Editor's Note: This post was originally published August 2018 and has recently been updated and revised for accuracy and comprehensiveness.
You’ve taken the first step toward solving your website’s accessibility problem—admitting that there is one. The next step is crucial—hatch a plan to fix it and then communicate it to the world.
Who Needs to Know?
In short, everyone. But practically speaking, you have two distinct but equally important audiences that require their own messaging.
First is a policy for your staff, your board, your volunteers, and any other closely held internal relationships. It makes the argument of why accessibility is vital to your company. It is a statement of values, lays out what every stakeholder in the organization stands for, and clarifies each team’s role in the process.

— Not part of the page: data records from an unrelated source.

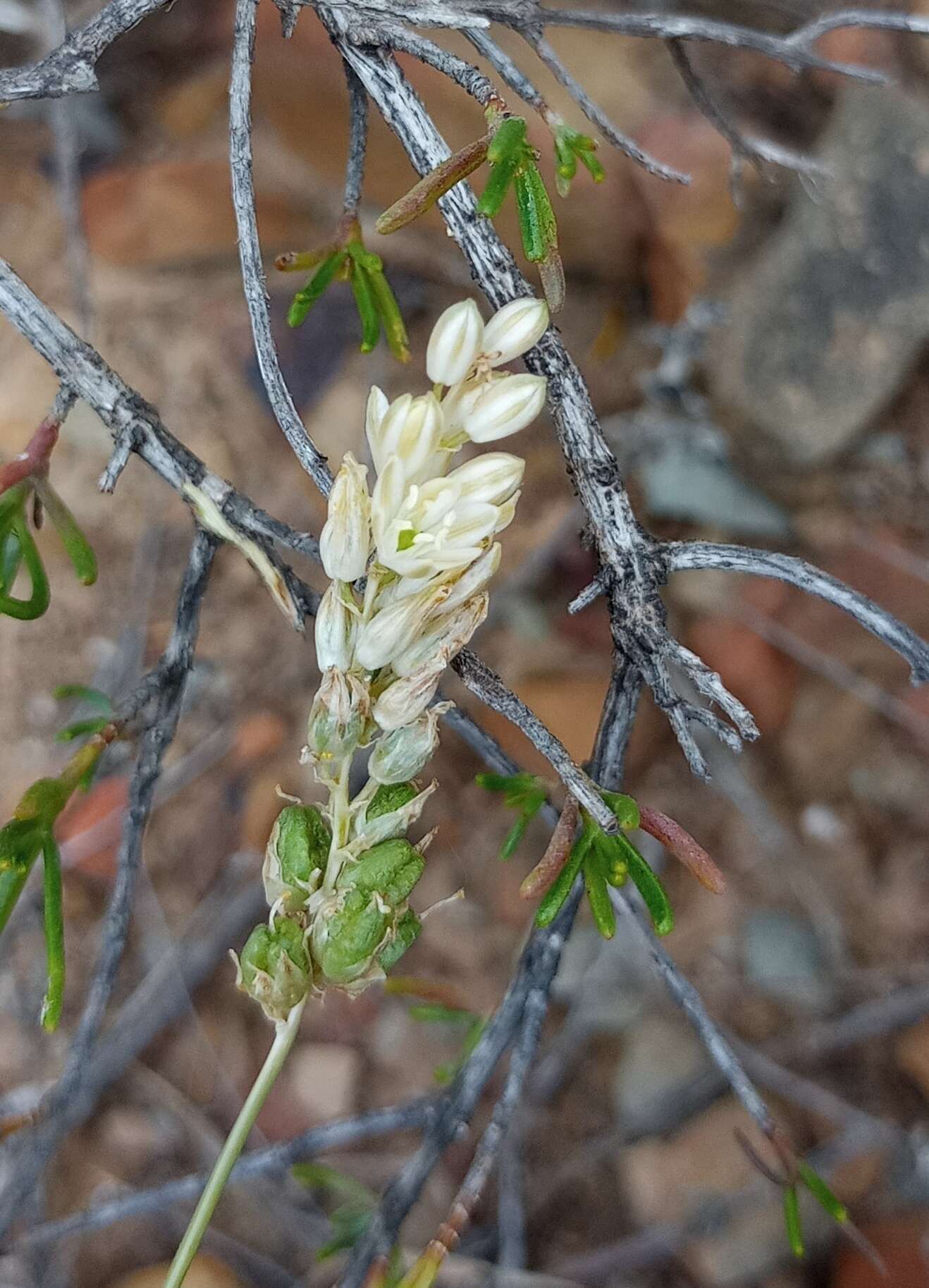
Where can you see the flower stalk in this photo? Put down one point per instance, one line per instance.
(338, 876)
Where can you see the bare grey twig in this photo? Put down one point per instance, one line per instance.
(68, 180)
(683, 556)
(357, 143)
(744, 149)
(70, 67)
(273, 1161)
(250, 253)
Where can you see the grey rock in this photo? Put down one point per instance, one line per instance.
(825, 325)
(659, 1055)
(683, 484)
(784, 959)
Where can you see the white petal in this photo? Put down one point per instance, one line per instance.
(491, 477)
(396, 627)
(515, 329)
(388, 496)
(336, 630)
(374, 417)
(345, 537)
(504, 407)
(455, 343)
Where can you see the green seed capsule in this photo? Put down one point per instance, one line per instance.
(405, 937)
(298, 849)
(389, 797)
(389, 870)
(345, 939)
(275, 967)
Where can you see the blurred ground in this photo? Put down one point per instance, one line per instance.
(804, 428)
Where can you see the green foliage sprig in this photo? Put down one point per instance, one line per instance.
(18, 549)
(31, 833)
(347, 260)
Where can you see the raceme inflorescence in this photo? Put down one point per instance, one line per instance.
(410, 560)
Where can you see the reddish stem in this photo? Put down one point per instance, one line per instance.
(35, 459)
(555, 854)
(683, 847)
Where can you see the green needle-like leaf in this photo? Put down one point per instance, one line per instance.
(509, 141)
(54, 934)
(367, 309)
(598, 894)
(93, 724)
(79, 551)
(648, 886)
(37, 603)
(823, 1193)
(792, 1221)
(390, 317)
(561, 888)
(625, 809)
(530, 216)
(502, 176)
(316, 288)
(82, 693)
(11, 559)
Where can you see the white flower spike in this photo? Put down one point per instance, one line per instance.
(455, 343)
(503, 407)
(513, 330)
(345, 537)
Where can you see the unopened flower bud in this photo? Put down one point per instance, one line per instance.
(336, 629)
(515, 329)
(338, 716)
(503, 407)
(275, 967)
(359, 923)
(396, 627)
(295, 856)
(412, 429)
(455, 343)
(493, 477)
(404, 752)
(406, 699)
(389, 816)
(473, 580)
(375, 411)
(507, 513)
(345, 536)
(446, 635)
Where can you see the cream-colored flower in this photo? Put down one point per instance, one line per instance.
(406, 699)
(515, 330)
(502, 406)
(455, 343)
(460, 342)
(401, 754)
(433, 528)
(409, 429)
(395, 627)
(336, 629)
(345, 537)
(445, 635)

Second is an accessibility statement for your customers, your vendors, and the general public. It communicates your vision and priorities to the wider world and establishes a plan to bring your online and mobile properties into compliance with accessibility standards. Most important, it allows for a level of transparency with your customers and provides easy ways for them to get in touch if they experience any problems on your site.
Timing Is Everything
You don’t need to have a perfectly accessible site in order to publish a policy or a statement. Rather than certificates of completion, they are indicators of intent and measurements of progress. These are living, breathing documents that should be updated regularly to show where you are in your process. Even if you fall behind, the disability community will be more likely to stick with you if you keep them informed.

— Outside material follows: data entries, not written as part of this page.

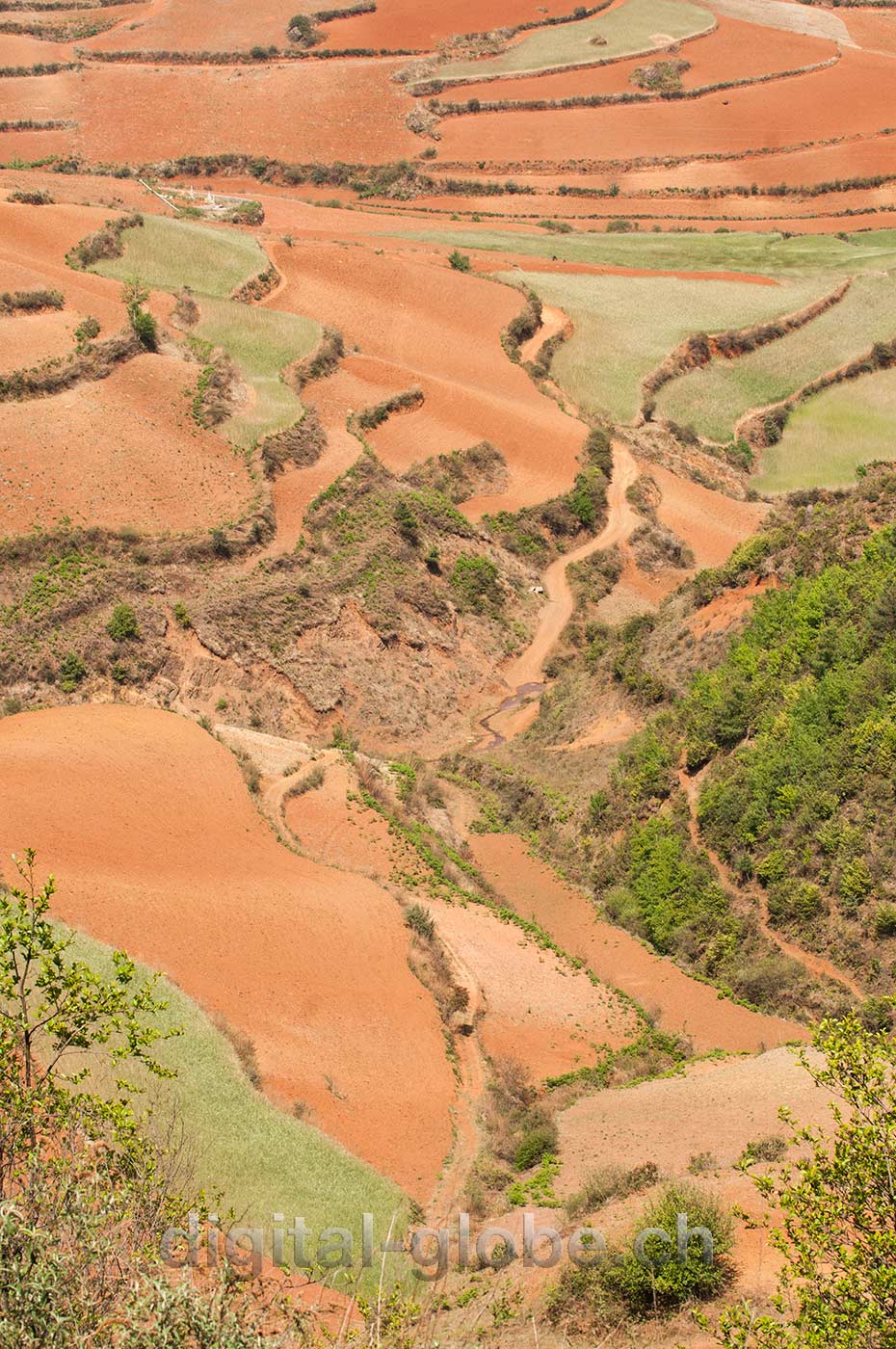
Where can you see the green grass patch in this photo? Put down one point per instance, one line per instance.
(623, 31)
(171, 253)
(831, 435)
(261, 1160)
(261, 341)
(770, 253)
(714, 398)
(626, 326)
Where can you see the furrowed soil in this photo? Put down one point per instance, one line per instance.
(157, 847)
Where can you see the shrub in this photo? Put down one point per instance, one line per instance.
(477, 582)
(71, 672)
(768, 1149)
(535, 1144)
(420, 920)
(123, 624)
(666, 1281)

“A well drafted accessibility statement will not increase your liability risk, but it may mitigate it,” says Mark S. Sidoti, Esq., Gibbons P.C. “Many companies balk at providing their customers with an honest assessment of where they stand on the remediation process, and wait too long to add one to their site. This is short sighted. An accessibility statement lets your customers know you care about their experience in using your site and are committed to addressing these issues. This will often give users and law firms some pause before pursuing aggressive legal action, certainly when compared to the alternative of no acknowledgement at all.”

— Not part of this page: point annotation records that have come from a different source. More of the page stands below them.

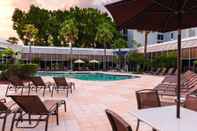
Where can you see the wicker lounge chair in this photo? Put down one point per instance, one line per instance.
(32, 109)
(16, 84)
(191, 102)
(170, 71)
(157, 71)
(38, 83)
(62, 84)
(117, 123)
(163, 71)
(5, 110)
(147, 98)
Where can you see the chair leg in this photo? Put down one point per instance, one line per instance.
(4, 122)
(44, 91)
(29, 89)
(47, 121)
(22, 91)
(138, 124)
(57, 116)
(6, 93)
(67, 92)
(36, 89)
(29, 115)
(65, 106)
(13, 120)
(52, 91)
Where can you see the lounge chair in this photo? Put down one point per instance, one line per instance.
(170, 71)
(15, 83)
(37, 82)
(117, 122)
(147, 98)
(157, 71)
(163, 71)
(191, 102)
(5, 110)
(62, 84)
(32, 106)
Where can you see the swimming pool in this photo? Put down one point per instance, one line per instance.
(87, 76)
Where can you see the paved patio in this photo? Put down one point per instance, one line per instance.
(85, 107)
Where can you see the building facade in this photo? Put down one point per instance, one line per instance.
(157, 37)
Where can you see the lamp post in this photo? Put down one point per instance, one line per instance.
(18, 56)
(71, 64)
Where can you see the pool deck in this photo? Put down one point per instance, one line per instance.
(85, 107)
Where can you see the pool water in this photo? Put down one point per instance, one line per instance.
(87, 76)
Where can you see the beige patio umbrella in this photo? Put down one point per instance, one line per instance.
(94, 61)
(79, 61)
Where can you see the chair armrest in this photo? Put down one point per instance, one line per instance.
(3, 100)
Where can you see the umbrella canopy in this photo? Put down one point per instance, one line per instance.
(79, 61)
(93, 61)
(157, 15)
(121, 53)
(154, 15)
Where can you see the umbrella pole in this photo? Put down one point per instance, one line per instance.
(179, 73)
(179, 65)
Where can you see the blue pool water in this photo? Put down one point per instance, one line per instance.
(87, 76)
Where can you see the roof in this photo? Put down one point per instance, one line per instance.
(171, 45)
(166, 46)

Internal policies will also go through various stages of progress, from the initial brainstorm to timelines and budgets to working groups to testing to launch. And the work continues beyond launch, with teams regularly monitoring and revisiting accessibility standards, particularly as the site grows and changes.
A key element of any policy or statement is a demonstration of your company’s commitment to open, honest communication; quick, responsive updates when needed; and the flexibility to change course to match your audience’s needs.
When in Doubt, Ask for Help
You don’t have to take this journey alone.
A key resource is the W3C Web Accessibility Initiative (WAI), which provides valuable direction on how to draft a policy and a statement. It will walk you through every step of the process, including industry best practices, and help you set goals based on the Website Content Accessibility Guidelines (WCAG) 2.1.
The scope of your policy and statement depends entirely on your ultimate desired level of conformance. Will it be A, AA, or AAA? How long will this take? You don’t need to have your crystal ball handy in order to answer these questions. W3C WAI can help you develop reasonable timelines, which can always be changed if you fall behind or exceed expectations.
Pull Back the Curtain
Transparency is essential throughout this process. Sit down with your team and think through every possible question that your customers might have. And then answer them (even if that answer is, “We don’t know yet”) and publish them on your site.
A few more tips to keep in mind:
Put all accessibility content in a prominent location on the homepage and provide links from every other page of the site. Your audience shouldn’t have to hunt them down.
Write short and sweet. Keep copy to a minimum and cut anything that’s not directly relevant to your accessibility work.
Give tips and tricks for users to get the most out of your site’s accessibility, some of which may involve walking them through software installation or industry lingo.
Be honest about where you still need improvement and give a rough timeline of when the issues will be resolved.
Make it simple for people to reach you, and make sure your team is ready to hear them.
Learn from the Best
Some of the most recognizable brands in the world have fully committed to web accessibility and have great accessibility statements to prove it.
Hilton’s statement is short and to the point and demystifies the process of booking a room for those with disabilities.
Chase provides great banking-specific details, such as how account numbers and dollar amounts are displayed, and how to personalize online accounts.
eBay’s brief statement boasts an impressive overture, indicating that its community is open to the “broadest audience possible,” which gives the company a wide berth to innovate and improve on its own timeline.
Perry Ellis has great detail in its statement, getting into the weeds just enough to assure users that they can talk the talk and walk the walk.
Kendra Scott’s statement connects accessibility back directly to the company’s core pillars of family, fashion, and philanthropy.